La vie se transforme radicalement lorsque nous apprenons à nous laisser ressentir de la douleur. Croyez-moi; Je gagne ma vie en aidant les gens à travers ce processus. Beaucoup de gens passent leur vie à élaborer des stratégies – consciemment et inconsciemment – pour résister et éviter la douleur. Mais c'est la pire chose que nous puissions faire avec des émotions douloureuses une fois qu'elles sont apparues. La résistance ne sert qu'à renforcer la douleur, rendant plus difficile pour nous de la traverser. Pensez à la difficulté de nager en amont. Lorsque vous résistez au courant et essayez de vous déplacer dans la direction opposée de celle où il coule, vous rendez le voyage vers votre destination beaucoup plus difficile. Vous êtes coincé. Vous vous fatiguez de l'effort. Cependant, lorsque vous vous déplacez dans la direction du courant avec ce qui coule déjà, vous vous déplacez beaucoup plus rapidement. C'est ainsi que cela fonctionne avec nos émotions. Bien que nous soyons naturellement enclins à résister à des émotions douloureuses comme la colère, la tristesse, le regret ou la solitude, nous pouvons les traverser beaucoup plus rapidement et facilement lorsque nous nous laissons les ressentir – avec le courant, pour ainsi dire – que lorsque nous résistons.

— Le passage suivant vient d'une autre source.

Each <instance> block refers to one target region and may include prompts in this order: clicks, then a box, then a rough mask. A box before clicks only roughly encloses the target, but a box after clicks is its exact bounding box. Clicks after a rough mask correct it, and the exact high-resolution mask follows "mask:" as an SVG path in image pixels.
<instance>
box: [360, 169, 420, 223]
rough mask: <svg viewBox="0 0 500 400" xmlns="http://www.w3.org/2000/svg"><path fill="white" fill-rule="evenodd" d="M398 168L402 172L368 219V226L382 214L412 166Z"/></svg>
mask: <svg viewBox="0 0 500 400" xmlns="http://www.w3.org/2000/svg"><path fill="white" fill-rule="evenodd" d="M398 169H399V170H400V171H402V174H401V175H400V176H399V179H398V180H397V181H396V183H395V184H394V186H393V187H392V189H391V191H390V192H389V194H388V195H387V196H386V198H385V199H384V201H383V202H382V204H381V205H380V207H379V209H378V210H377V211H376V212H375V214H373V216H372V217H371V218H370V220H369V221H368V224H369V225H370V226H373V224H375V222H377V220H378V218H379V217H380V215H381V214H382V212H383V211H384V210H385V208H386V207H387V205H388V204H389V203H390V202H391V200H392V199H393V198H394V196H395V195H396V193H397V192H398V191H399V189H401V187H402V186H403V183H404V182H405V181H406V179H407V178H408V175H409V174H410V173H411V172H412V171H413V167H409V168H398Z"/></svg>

Notre société nous oblige à croire que nous devrions toujours retourner ce froncement de sourcils ou trouver la doublure d'argent sur chaque nuage noir. Mais la vérité est que la vie concerne autant les difficultés que les triomphes, autant les sentiments heureux que les sentiments douloureux. La douleur prend une tout autre signification lorsque nous pouvons apprendre à l'accueillir et à la tenir compagnie. Une fois que nous avons appris à le faire souffrir, nous avons fait le premier pas pour le laisser guérir.

Si quelque chose fait mal pendant un moment, ou si vous ressentez des émotions difficiles chaque fois que vous pensez à une partie spécifique de votre vie, cela ne signifie pas que quelque chose ne va pas. Le mal fait partie de la guérison, et parfois le processus de guérison prend plus de temps que nous ne le souhaiterions ou ne le prévoyons. Si vous vous trouvez coincé dans ce processus et ne savez pas comment le gérer par vous-même, cela pourrait vous aider à travailler avec un thérapeute, qui peut servir de compagnon compatissant tout au long de votre voyage à travers la douleur. Mais que vous travailliez ou non avec quelqu'un à travers ce processus ou que vous le fassiez seul, ayez confiance que vos efforts pour entrer en contact avec votre douleur vous mèneront vers la guérison. Et non seulement vous guérirez, mais vous renforcerez aussi votre capacité à affronter la vie courageusement et ouvertement, sachant que vous pouvez gérer tout ce qui vient à votre rencontre.

Si nous choisissons de voir cela de cette façon, être dans la douleur peut nous permettre d'être avec nous-mêmes, de ralentir et de nous adapter à notre expérience afin que nous puissions la parcourir aussi gracieusement que possible, apprendre ce qu'il y a à apprendre le long du chemin. Je vous invite à commencer le processus de laisser vos émotions douloureuses aller et venir; permettez-vous de les traverser, soutenus par la connaissance qu'ils vont passer, aussi longtemps que vous les laissez.